If your entity is a U.S.-based privately held company or organization and you would like to create, verify or correct its D&B record, you may contact D&B directly online through iUpdate for U.S. government customers. Contacting D&B through this link will allow you to create, update and view basic elements of your company’s or organization’s D&B report without being subjected to direct marketing from D&B. It is only available for U.S.-based privately held companies and other U.S. government customers.
Request to show that the offered H1-b position is a Specialty Occupation.

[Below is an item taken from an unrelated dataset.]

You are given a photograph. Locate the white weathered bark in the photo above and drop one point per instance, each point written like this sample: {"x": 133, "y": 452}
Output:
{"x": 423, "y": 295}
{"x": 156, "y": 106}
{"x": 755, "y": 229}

This type of RFE is probably the most common and also the most difficult to respond to the satisfaction of the USCIS officer. RFE to establish Specialty Occupation asks the employer to provide evidence that the job position offered to the H-1b applicant is one that requires the attainment of a college degree. This type of RFE could be avoided by choosing job positions that are classified by the Standard Occupational Classification (SOC) code as a high job zone. Job positions in lower Job Zone tend to be considered to not be Specialty Occupation for the purpose of H1-b petition. Responding to a Specialty Occupation RFE requires extensive discussion with the employer and lawyering skills. We highly recommend that the employer seek assistance from an immigration attorney before responding to a Specialty Occupation request for evidence.
Request to show that the petitioner needs the services of the beneficiary.

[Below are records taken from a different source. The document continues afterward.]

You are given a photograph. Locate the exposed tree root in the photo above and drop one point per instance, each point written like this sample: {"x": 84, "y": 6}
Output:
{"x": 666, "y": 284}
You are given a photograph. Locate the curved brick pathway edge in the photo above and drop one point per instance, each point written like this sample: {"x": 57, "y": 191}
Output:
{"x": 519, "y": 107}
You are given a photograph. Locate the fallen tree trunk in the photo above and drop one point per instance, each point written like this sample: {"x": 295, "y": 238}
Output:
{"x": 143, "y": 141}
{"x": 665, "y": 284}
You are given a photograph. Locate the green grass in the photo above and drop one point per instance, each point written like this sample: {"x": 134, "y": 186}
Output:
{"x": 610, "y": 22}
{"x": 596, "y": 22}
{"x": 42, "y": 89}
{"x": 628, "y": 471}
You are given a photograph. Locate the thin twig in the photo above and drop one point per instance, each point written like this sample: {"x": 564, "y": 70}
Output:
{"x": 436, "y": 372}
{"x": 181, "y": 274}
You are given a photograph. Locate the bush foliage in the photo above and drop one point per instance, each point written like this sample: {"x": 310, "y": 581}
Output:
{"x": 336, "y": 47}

This type of RFE is common when the employer is a small or a start-up business with very few other employees. When small or start-up businesses with few employees petition their employee for H1-b, if the offered position is not carefully selected, USCIS may question whether the position is required based on the size of the operation. For example, when a small import company with 4 employees, three of them sales, petitions for a financial analyst, although the petition may be considered a Specialty Occupation, USCIS may request evidence that employer’s financial state requires the service of a financial analyst. This type of RFE gives the USCIS officer wide discretion to deny an H1-b petition even though the employer submits sufficient evidence to prove that the company requires the services of the H1-b employe despite its size.

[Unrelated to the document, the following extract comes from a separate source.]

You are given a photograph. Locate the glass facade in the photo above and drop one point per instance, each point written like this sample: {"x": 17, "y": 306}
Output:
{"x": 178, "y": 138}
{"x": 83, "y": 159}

Request to show that the petitioner has the requisite employer-employee relationship
This type of Request for Evidence has been surfacing in the last 8 to 10 years because a majority of the H1-b petitions are filed by IT companies that hire many Indian computer programmers and engineers but send them out to the work site of the clients or vendors who purchase their services. This type of loan-out agreements where the H1-b employee goes to work in another location that is probably not managed by the H1-b petitioner creates the issue of employer and employee relationship. Employer and employee relationship is required for the approval of H1-b petition, and unless the petitioner is able to exercise strong control and supervision of the H-1b employee who works off-site, it is often difficult to respond to a request for evidence of employer-employee relationship. Employment agency employers who send their H-1b employees to work off-site should develop comprehensive employee handbook and protocols that contains information about how the H-1b employee will be required to report to their employer about their work, including schedules and progress report. Employer should also document performance review or audits and be ready to produce these evidence in response to the RFE from USCIS.
Request to show that the beneficiary (H1-b employee) has maintained legal status in the United States.
This type of RFE is perhaps the easiest to respond because the beneficiary either has been maintaining valid status, so the answer is often fairly conclusive. The employee should prepare a copy of all of the Form I-20s ever issued in the United States if the employee has been in a F-1 student status. All of the I-94s and previous paycheck stubs are going to be relevant to this inquiry and should be prepared.